The specification is actually weaker than a GeForce 9400 GT.
GeForce GT 220
The quicker GeForce GT 220, meanwhile, features a GPU clocked at 625MHz, 48 stream processors running at 1,360MHz and a whole gigabyte of DDR3 memory operating at an effective 1,580MHz via a 128-bit interface.
Where do they fit in?
What we're looking at is GT200 architecture drastically trimmed down to slot directly into the low-end space. NVIDIA directly compares its new additions to GeForce 9-series cards dating back to Q3 2008: the GeForce 9400 GT and GeForce 9500 GT.
Comparing specifications, it's clear to see that the GeForce 210 and GeForce GT 220 are logical replacements for ageing 9-series parts.
|GeForce GTS 250
|GeForce GT 220
|GeForce 9500 GT
|GeForce 9400 GT
|512MB / 1,024MB, GDDR3
|256MB / 512MB, DDR2
|256MB / 512MB, DDR2
|DirectX / Shader Model
But are the cards necessary? And forgive us for even suggesting such a thing, but with specifications so closely matched, why not just rebrand the GeForce 9400 GT and GeForce 9500 GT as GeForce 200-series products?
There are reasons - and good ones, too. For NVIDIA, good yields should result in more GPUs being produced from a single die - making it cheaper to manufacture the 40nm parts and increase profit margins. That's the theory. Pragmatically, yields on TSMC's 40nm process are below 50 per cent right now.

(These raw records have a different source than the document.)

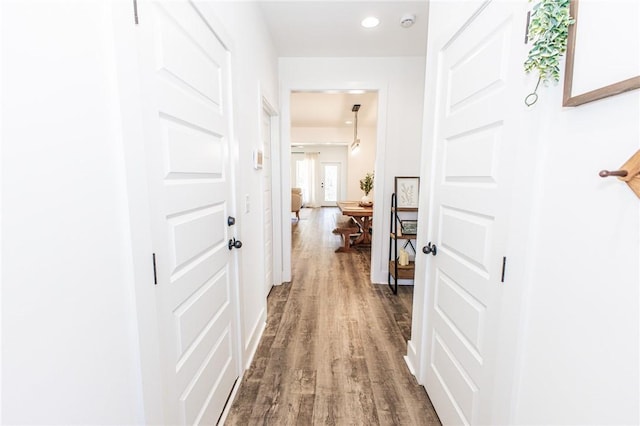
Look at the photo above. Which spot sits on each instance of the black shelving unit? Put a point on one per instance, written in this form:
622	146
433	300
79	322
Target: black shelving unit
396	271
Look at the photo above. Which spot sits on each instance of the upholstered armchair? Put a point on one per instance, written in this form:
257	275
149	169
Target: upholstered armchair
296	201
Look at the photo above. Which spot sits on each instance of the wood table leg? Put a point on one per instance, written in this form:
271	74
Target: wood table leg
364	223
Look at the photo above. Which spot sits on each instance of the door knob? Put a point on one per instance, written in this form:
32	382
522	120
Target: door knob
430	248
234	243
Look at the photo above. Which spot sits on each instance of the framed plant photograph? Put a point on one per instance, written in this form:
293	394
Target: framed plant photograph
407	191
613	53
409	227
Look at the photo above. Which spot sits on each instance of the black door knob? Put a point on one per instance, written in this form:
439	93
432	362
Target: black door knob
430	248
234	243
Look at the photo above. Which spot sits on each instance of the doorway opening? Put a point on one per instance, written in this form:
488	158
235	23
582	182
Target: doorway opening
322	128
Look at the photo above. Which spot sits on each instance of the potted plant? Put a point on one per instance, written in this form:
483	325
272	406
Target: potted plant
366	184
549	30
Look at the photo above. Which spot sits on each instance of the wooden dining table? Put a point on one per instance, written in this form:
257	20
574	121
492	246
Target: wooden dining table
362	215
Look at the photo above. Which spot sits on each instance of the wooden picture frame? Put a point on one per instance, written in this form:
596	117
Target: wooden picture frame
407	189
570	99
409	227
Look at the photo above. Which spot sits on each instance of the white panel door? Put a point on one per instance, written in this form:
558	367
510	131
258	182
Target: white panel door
330	184
185	80
476	130
267	202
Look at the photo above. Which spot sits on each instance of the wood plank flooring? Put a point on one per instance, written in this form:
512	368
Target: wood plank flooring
332	352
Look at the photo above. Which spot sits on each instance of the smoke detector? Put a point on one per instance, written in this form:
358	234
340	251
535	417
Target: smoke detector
407	20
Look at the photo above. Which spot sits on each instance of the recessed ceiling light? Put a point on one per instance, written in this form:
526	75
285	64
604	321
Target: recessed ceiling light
370	22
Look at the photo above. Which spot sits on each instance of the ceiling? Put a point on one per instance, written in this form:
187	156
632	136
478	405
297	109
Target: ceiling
331	28
333	109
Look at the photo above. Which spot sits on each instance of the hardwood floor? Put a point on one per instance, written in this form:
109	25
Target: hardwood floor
332	352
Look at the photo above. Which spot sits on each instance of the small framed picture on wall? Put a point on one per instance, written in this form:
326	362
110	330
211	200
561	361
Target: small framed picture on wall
407	190
257	159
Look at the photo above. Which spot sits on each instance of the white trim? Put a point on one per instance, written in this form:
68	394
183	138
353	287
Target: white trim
276	188
254	340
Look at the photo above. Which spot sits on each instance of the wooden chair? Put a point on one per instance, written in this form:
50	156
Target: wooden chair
346	227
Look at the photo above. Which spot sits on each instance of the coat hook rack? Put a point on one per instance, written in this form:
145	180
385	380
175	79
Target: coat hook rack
629	172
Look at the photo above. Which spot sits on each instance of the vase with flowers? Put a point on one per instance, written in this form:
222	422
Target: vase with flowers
366	184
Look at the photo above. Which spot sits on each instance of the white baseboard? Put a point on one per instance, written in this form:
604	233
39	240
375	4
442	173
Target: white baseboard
411	359
252	343
250	349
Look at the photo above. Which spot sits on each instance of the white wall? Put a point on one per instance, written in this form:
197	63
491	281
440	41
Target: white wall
400	85
69	333
254	69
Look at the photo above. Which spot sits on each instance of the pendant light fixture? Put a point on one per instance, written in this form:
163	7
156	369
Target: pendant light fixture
355	145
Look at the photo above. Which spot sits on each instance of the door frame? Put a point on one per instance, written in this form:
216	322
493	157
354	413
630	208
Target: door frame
128	100
311	84
520	229
276	195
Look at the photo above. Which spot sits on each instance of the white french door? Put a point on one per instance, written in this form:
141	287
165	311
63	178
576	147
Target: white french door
477	105
330	183
185	80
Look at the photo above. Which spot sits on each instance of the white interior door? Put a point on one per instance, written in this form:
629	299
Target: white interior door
476	132
330	183
267	201
185	80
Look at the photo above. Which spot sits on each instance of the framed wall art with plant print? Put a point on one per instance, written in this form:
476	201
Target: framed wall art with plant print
602	61
407	191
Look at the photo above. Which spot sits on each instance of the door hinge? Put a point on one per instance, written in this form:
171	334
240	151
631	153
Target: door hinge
155	275
135	11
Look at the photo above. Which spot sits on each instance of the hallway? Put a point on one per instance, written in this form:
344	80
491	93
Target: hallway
332	352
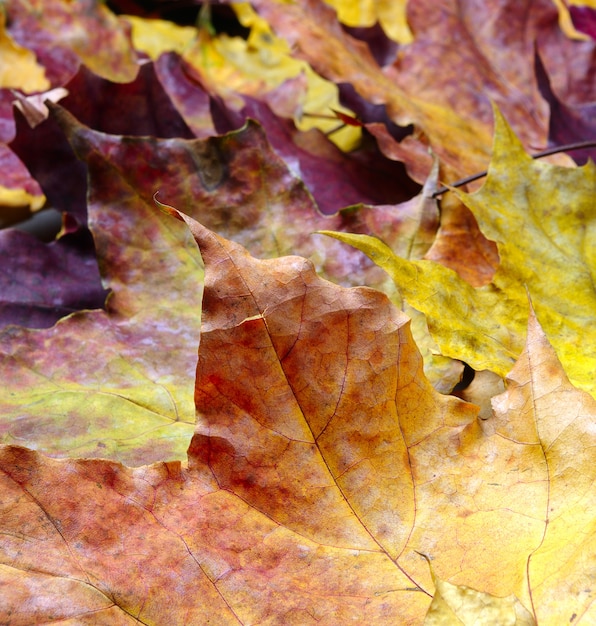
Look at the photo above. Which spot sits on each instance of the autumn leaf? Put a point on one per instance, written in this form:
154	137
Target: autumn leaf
541	217
63	411
306	497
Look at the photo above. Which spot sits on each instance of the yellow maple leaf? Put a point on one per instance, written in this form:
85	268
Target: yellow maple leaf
18	66
543	219
391	16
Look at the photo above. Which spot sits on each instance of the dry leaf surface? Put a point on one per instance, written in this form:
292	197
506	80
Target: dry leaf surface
321	462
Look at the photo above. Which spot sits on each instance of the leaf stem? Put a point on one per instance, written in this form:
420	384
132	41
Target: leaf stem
566	148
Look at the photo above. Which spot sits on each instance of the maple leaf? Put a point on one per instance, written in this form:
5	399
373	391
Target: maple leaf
148	309
542	219
322	461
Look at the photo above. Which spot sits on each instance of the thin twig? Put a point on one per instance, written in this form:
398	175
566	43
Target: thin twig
567	148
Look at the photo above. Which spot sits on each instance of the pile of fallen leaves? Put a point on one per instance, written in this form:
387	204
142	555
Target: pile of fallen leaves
392	419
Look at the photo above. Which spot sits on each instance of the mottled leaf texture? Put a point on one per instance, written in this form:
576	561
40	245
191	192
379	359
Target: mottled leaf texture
322	466
543	219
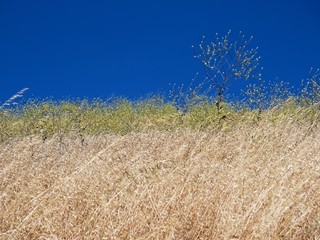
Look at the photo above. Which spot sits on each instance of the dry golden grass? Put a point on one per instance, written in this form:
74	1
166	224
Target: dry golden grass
246	182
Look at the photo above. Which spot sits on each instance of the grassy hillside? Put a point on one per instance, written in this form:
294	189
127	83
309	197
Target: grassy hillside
148	171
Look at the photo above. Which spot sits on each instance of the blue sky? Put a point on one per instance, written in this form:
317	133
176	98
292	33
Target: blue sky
76	49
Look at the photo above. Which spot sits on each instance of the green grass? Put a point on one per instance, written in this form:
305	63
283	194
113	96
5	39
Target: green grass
121	116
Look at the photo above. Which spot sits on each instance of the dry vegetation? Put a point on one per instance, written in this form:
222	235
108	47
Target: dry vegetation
246	180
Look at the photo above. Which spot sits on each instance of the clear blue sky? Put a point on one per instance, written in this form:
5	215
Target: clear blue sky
65	48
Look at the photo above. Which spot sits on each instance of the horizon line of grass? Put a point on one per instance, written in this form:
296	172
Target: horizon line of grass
122	116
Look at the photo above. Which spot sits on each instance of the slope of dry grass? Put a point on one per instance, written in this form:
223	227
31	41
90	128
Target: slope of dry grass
246	182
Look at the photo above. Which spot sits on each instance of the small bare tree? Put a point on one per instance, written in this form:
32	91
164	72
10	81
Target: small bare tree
224	60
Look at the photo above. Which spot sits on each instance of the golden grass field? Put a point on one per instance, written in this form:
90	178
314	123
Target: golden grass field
248	181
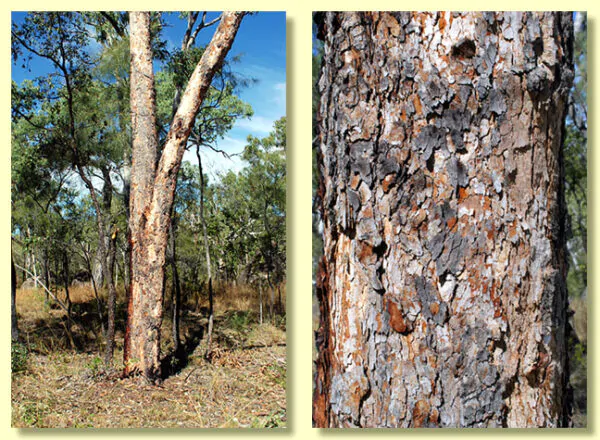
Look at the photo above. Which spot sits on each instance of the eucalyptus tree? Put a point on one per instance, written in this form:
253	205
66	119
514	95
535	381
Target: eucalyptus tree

For the consumer, the 40nm GPUs should run cooler and require less power. And, although they're essentially trimmed-down versions of the GT200 architecture, both cards introduce new features - including full support for Direct X 10.1 and Shader Model 4.1, finally matching what's been available from AMD's low-end parts for some time.
In addition to DirectX 10.1, NVIDIA has also thrown in a couple of features that may appeal to the home theatre PC crowd. The GeForce 210 and GeForce GT 220 are NVIDIA's first desktop parts to feature fourth-generation PureVideo HD - providing users with the added ability to offload DivX/XviD decoding, in addition to a number of previously-supported formats. On the audio front, a new on-board controller facilitates 7.1 digital surround sound via HDMI.
Last but not least, present on the older cards, for those buying into the whole GPGPU argument, the GeForce 210 and GeForce GT 220 offer full support for CUDA acceleration.